Washington and Lee University School of Law students have again prevailed in two Black Lung benefits disputes argued this year before the United States Court of Appeals for the Fourth Circuit.
Most recently, the Court ruled in favor of awarding Black Lung benefits to Dewey L. Compton, who worked in coal mining for 32 years. Compton originally filed for benefits in 1998 but was denied benefits for not proving he suffered total disability from pneumoconiosis, or black lung disease.
New evidence led to a subsequent benefits request, and this time, both the administrative law judge and Benefits Review Board supported Compton’s claim. The Williams Mountain Coal Company appealed the case to the Fourth Circuit, requesting oral argument.
Dan Ennis ‘09L wrote the brief on Compton’s behalf and argued the case before the Court. Lawyers from the coal company were joined at oral argument by those from the Department of Labor in opposing the benefits award.
“Mr. Ennis did an outstanding job at oral argument, performing as well as any advocate arguing before the Fourth Circuit that morning, and better than several,” said Prof. Tim McDonnell, director of the Black Lung Clinic.
In the other case, Island Creek Coal Company v. Darrel B. Dewitt, the Court determined that Dewitt’s chronic pulmonary disease was caused by a combination of smoking and coal dust exposure during a 26 year stint working in the coal mines. Representatives of the coal company had maintained that Dewitt’s pulmonary disease was caused solely by smoking.

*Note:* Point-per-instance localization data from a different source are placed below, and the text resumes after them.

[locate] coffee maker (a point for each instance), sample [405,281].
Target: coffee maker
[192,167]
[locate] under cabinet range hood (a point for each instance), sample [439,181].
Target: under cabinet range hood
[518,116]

Black Lung student Ketan Patel ’09 wrote the brief on behalf of Mr. Dewitt. The Fourth Circuit determined that oral argument was not necessary and ruled in Mr. Dewitt’s favor, supporting earlier decisions by the administrative law judge and the Benefits Review Board.
Neither coal company has appealed the Fourth Circuit’s decisions at this time.
The Black Lung Legal Clinic assists coal miners and their survivors who are pursuing federal black lung benefits. In trying to collect benefits, miners face formidable teams of lawyers, paralegals and doctors that coal companies assemble to challenge those claims.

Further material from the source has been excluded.